On the Death of Lazarus.

PRAYER BEFORE MEDITATION.

My God, I firmly believe that Thou art here present. I acknowledge that on account of my many sins I am utterly unworthy to appear before Thy sacred countenance. Yet, confiding in Thy infinite goodness and mercy, I venture to address Thee, to call upon Thy holy name, and meditate upon Thy commandments, in order that I may acquire a better knowledge of Thy holy will, and accomplish it with more fidelity. Wherefore enlighten my understanding that I may perceive what I ought to do or leave undone for the promotion of Thy glory and my own salvation; at the same time excite my will, that I may repent with my whole heart of my past sins, and resolve for the future to do all that Thou requirest of me. Grant me above all to know Jesus, my divine Teacher and Guide, more clearly, that I may love Him more dearly, and consequently labor, struggle and suffer with greater generosity and self-sacrifice in imitation of His example. Holy Mary, Mother of God and my Mother, show Jesus to me now, and let me study thy divine Son to the salvation of my soul. Holy Guardian Angel, keep far from me all distracting thoughts; my patron saint, come to my assistance. Amen.

On the Death of Lazarus.

Try to realize the apprehension, the distress, the anxiety that filled the minds of the two sisters at Bethania. Their dearly loved brother Lazarus was seriously ill, they were aware of the danger of his condition; they feared, they felt a presentiment that his illness would end fatally, and alas! the only person to whom they could look with confidence for help and cure was afar off. However, in spite of the distance they sent to Him, they sent a messenger to Jesus to tell Him: “Lord, behold he whom Thou lovest is sick.” (St. John xi. 3.)

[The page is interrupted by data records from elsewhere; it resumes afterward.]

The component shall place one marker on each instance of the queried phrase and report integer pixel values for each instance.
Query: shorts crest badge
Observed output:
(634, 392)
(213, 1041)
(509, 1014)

1st. Consider our Lord’s conduct on the receipt of this message. It is said of Him that He loved the sick man and his two sisters. He knew beforehand that without His succor Lazarus would die. He knew the grief, the sorrow, the bitter woe, the many tears his loss would cause to both the sisters who were so deeply attached to him, and yet what does He do? “When He had heard therefore,” the Evangelist tells us, “that Lazarus was sick, He still remained in the same place two days.” (xi. 6.) Instead of hastening to the relief of His friend, our Lord remains two days longer in the country east of the Jordan. Indifference is not the motive that actuates Him, for our Lord loved the sick man. Higher aims and objects demanded from Him this sacrifice of affection and friendship. The Saviour of mankind would not deprive the multitudes who were in sore need of spiritual instruction, who pressed around Him hungering and thirsting for salvation, of the spiritual assistance they needed, for the sake of affording a single individual the bodily succor he required. Besides this, other considerations had to be thought of; doubtless His loving, compassionate heart urged Him to spare His friends at Bethania, who had often made Him welcome under their hospitable roof, the affliction that threatened to fall on them; but higher and stronger than the affectionate impulse of His heart was His Father’s will, the glory and honor of God, which demanded this delay. Learn of Jesus, my soul, to make personal sacrifices for the sake of higher aims; let the will of God, the glory of God, be first and foremost with you; immolate to them the desires of your heart. And if your affections and your conscience impel you in different directions, if the former urge you to comply with the wishes of your relatives or friends while the latter requires you to make the will of God your single aim, then listen first of all to conscience, obey its voice, however sorely your heart may bleed in consequence.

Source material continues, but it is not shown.